Wrestling is opening doors for Caesar Rodney’s Dean

Caesar Rodney’s Jackson Dean, top, and Lake Forest’s Seth Flemming wrestle in the 145-pound championship.

CAMDEN — It’s not like Philadelphia is right around the corner from Hartly.

Jackson Dean quickly realized that he was spending more time driving than he was on the wrestling mat.

“Three hours of driving for about an hour and a half of practice,” said the Caesar Rodney High senior. “A couple nights a week.”

But Jackson wouldn’t have traded the experience of off-season training in USA Wrestling’s Regional Training Center in Philadelphia for the world.

Growing up, Dean had idolized Olympic wrestlers Brandon Slay and Jackson Burroughs. At RTC, Slay was his coach.

“And I remember one practice, I was practicing right next to Jason Burroughs,” said Dean. “There’s no other wrestling room like it.”

Little did Dean know that the experience was also opening up a world beyond the wrestling mats.

Not only is Dean a three-time state champion in Delaware, but he’s going to be the first person in his family to go to college.

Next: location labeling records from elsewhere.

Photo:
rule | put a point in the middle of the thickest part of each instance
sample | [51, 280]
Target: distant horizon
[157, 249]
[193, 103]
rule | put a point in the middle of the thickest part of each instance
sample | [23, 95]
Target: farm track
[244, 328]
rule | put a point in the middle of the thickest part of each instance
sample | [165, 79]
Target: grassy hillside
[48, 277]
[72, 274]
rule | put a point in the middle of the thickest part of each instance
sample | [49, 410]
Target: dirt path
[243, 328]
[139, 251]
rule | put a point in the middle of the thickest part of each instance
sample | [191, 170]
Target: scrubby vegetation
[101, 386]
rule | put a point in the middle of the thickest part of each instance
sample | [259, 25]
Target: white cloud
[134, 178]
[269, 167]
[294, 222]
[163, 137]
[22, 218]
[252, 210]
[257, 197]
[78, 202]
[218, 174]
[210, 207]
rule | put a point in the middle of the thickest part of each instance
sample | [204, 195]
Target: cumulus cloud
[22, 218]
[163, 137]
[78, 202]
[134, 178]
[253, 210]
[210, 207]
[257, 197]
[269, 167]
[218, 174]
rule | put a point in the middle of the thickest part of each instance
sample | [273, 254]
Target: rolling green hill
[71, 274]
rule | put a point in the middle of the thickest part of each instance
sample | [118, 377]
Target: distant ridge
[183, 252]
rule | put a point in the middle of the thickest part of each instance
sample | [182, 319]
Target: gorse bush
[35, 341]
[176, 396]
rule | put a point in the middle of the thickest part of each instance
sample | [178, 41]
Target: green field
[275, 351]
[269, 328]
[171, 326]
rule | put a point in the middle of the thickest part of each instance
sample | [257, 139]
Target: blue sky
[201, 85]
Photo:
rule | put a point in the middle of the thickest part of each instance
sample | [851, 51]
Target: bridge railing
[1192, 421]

And not only is Dean going to college, but he’s going to an Ivy League school.

Some of the RTC sessions were held at the University of Pennsylvania. During his time there, Dean made connections with the Quakers’ coaches.

When colleges started recruiting Dean as a junior, committing to Penn was a no-brainer.

While Dean’s buddies might call out ‘Ivy League’ when they see him the hallways at school, Dean knows his hard work has given him a pretty special opportunity.

Dean admits there was a time when the idea of going to an Ivy League school would have intimidated him.

“I would never imagine me going to an Ivy League school,” he said. “It was absurd. Once my recruiting season opened, the first wave of schools that I got (recruited by) were all Ivy League — Brown, Princeton, Columbia, Cornell. … It was crazy to have these Division I Ivy League schools come knocking on my door.

“I don’t even know how to describe it,” Dean added. “It’s just literally going to change my life and my family’s life. It’s just such an opportunity.”

CR coach Dan Rigby first met Dean when he was in middle school. He said it was always pretty clear that the youngster was going to be a good wrestler.

Along with his three state and four Henlopen Conference titles, Dean has collected all kinds of awards from his showing at national and local tournaments. He was an All-American at some of the country’s biggest events — Fargo, Ironman and Beast of the East.

Dean finished with over 150 career victories and was ranked 11th nationally in his weight class as a senior.

But Rigby says to simply think of Dean as a great wrestler would be overlooking so many other things about the 18 year old.

“He’s so humble and down to earth,” said Rigby. “He doesn’t go out and beat on people and embarrass them. He walks off the mat the same way every single time, whether he wins or loses.

“As weird as it sounds — and I really mean this — it’s almost been an honor for me to coach him. I feel like he’s made me a better a person and coach. … His perspective on things is kind of unique and very mature. He’s a breath of fresh air for me to coach. His teachers all say the same thing.”

Rigby said any time there’s chance to work with CR’s young wrestlers after practice, Dean is always there. He’s the first to volunteer for community-service projects.

During Dean’s sophomore year, Rigby remembers sitting down with the youngster and his parents, Gregory and Courtney, to talk about college. They said right from the start that Penn was Jackson’s No. 1 choice.

But, after the first time Dean took the SATs, Penn’s coaches told him he’d need to raise his score by 100 points to get in.

“So he goes out and gets an app on his phone, he buys a review book and self teaches,” said Rigby. “And the next time he took them, he scored 110 points higher. When you tell him to do something, he’s going to do it … and he’s not going to stop until he gets there.”

A national honor society member with a 3.9 GPA, Dean said he’s always been able to set goals and then work hard to achieve them.

“Maybe it’s wrestling that’s instilled that in me,” he said. “You’ve got to work hard in wrestling.”

From second to eighth grade, Dean was in the Smyrna School District. When he first started learning the sport in Smyrna’s Little Wrestlers programs, one of his coaches was former Delaware wrestling great Damien Creighton.

Dean said he never forgot the way Creighton emphasized being a good student.

“He would pick somebody and say, ‘What did you learn in school today?’” Dean remembered. “And if you couldn’t give him something, you’d have to do push-ups or something like that.

“He was pushing that on kids early on — you’re a student-athlete. Student comes first before sports.”